GloucesterTimes.com, Gloucester, MA

Opinion

March 17, 2012

Page 1 editorial: Rezoning will lift future for 'oldest seaport'

The label of "America's oldest seaport" not only conveys a source of Gloucester pride. It subtly spotlights Gloucester's greatest resources — its wonderful harbor and rich heritage.

So it's understandable that any plan or project touching either — let alone both — of those assets is seen as a landmark change for the city and its residents, and that some folks would be fiercely resistant to it.

There's no question that the Commercial Street rezoning plan being advanced by the Beauport Gloucester limited liability company formed by New Balance founder Jim Davis would bring dramatic change to the historic Fort neighborhood site that houses the long-dormant plant where Clarence Birdseye once perfected the fine art of flash-freezing fish.

Yet, after several weeks of community debate — on the Times letters page and elsewhere — and after two nights and some six hours of hearings before two city boards this week, it's abundantly clear that this rezoning, and the anticipated Beauport Gloucester hotel it will allow, is not a threat to Gloucester's heritage or the city's waterfront and its businesses.
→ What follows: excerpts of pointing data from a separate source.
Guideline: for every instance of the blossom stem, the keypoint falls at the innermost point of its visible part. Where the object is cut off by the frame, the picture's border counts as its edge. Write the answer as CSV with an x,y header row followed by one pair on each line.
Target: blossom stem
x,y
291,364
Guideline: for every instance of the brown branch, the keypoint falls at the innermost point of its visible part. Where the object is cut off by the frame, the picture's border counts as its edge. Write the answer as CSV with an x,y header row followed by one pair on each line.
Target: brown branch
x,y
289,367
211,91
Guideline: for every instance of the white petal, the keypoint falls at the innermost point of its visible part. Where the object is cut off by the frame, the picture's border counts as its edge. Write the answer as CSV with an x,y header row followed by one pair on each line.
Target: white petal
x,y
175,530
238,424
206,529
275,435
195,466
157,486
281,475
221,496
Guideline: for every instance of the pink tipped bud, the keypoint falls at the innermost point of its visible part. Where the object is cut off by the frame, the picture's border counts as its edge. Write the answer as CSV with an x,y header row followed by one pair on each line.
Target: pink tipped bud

To the contrary, it represents the kind of positive change the city has needed for years — an opportunity that officials and residents should embrace to help ensure that Gloucester has a positive economic future, in addition to its cherished past.

First, it's important to note that the proposed hotel overlay zone — covering an area from 33 Commercial St., the Chamber of Commerce building, through 45-61 Commercial St., the Birdseye site itself — would not replace the Fort's existing Maine Industrial zoning. It would be added to it — hence the term "overlay" — and would only add new permitted uses, in this case, the operation of a hotel and accessories such as restaurants, retail shops, a conference center and parking facilities.

Those who have adamantly opposed any rezoning and proposed hotel development have claimed the change and any such project would somehow bring the demise of the city's "working waterfront." Yet that's clearly not the case.

While some have touted the need to retain the stringent marine industrial status for this and all Fort properties, it's been telling that some key business people within the Fort itself are supporting the project.

In a letter in Friday's Times, Scott Memhard, longtime president of Cape Pond Ice — one of the Fort's core businesses — said he believes a "mix of marine industrial, residential, commercial and tourism" is indeed compatible, and will be for years to come.

Even more powerfully, Steve Cefalo — whose father has now sold Commercial Street's North Atlantic Fish Co., with a loss of some 25 jobs to Boston — said he feels "incredibly strongly about the need for change and redevelopment of not just The Fort but the entire harbor."

A hotel on the Pavilion Beach site will not negatively impact the city's fishing fleet or other waterfront businesses. Indeed, it should lure more visitors drawn to view all parts of the city's working waterfront — still Gloucester's prime attraction — in action, while patronizing downtown restaurants and other businesses.

It will not only generate new tax revenue for the city — revenue long overdue — but bring in new commercial revenue routinely lost when companies such as Gorton's and Varian house corporate visitors at hotels in Peabody and elsewhere while hosting business meetings here. And it can help establish Gloucester as a hub for marine-related conferences, for meetings of the New England Fishery Management Council and other events that "America's oldest seaport" deserves to be able to host.

It should, in other words, help provide a new spotlight for Gloucester's rich heritage and working present, all the while setting the stage for a bustling future.

The Planning Board and City Council Planning and Development subcommittee have now heard all the testimony and rebuttals from all sides. It will soon come time to render their recommendations, all leading to a City Council verdict.

But there is already a very clear answer, for the good of the city as a whole: It's "yes."

This is a plan and a project that Gloucester, its businesses and residents should embrace, not fear. It's one deserving of emphatic citywide support.